CSE413 Notes for Wednesday, 4/23/25

I returned to our discussion of depth_of. Here is the code we ended up with at the end of the previous lecture:

        let depth_of(n, tree) =
            let rec helper(t, depth) =
                match t with
                | Empty                   -> -1
                | Node(root, left, right) ->
                    if root = n then depth
                    else if n < root then helper(left, depth + 1)
                    else helper(right, depth + 1)
            in helper(tree, 0)
This version returns a -1 when it doesn't find a value in the tree.

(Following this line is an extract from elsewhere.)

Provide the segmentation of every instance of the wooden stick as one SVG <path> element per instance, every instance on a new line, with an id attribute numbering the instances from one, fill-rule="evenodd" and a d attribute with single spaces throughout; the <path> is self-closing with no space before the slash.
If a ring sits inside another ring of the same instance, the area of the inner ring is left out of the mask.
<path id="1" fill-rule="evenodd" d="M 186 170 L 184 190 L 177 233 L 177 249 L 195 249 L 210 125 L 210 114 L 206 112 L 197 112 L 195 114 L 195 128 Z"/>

Another option would be to raise an exception. So we could imagine that we have a precondition on the function that they shouldn't call it if the value isn't in the tree. That doesn't seem like a very friendly thing to do, though. Someone said they could call contains before calling depth_of, but that means they have to search the tree twice: once to see if it's there, and a second time to find its depth.

OCaml offers a good alternative. This is a good place to use what is known as an option type. An option is appropriate when the answer is "0 or 1 of" something. In other words, sometimes there is an answer and sometimes not. The technical term for this is a "one of" type (versus a tuple where you have to include all values, which is called an "each of" type).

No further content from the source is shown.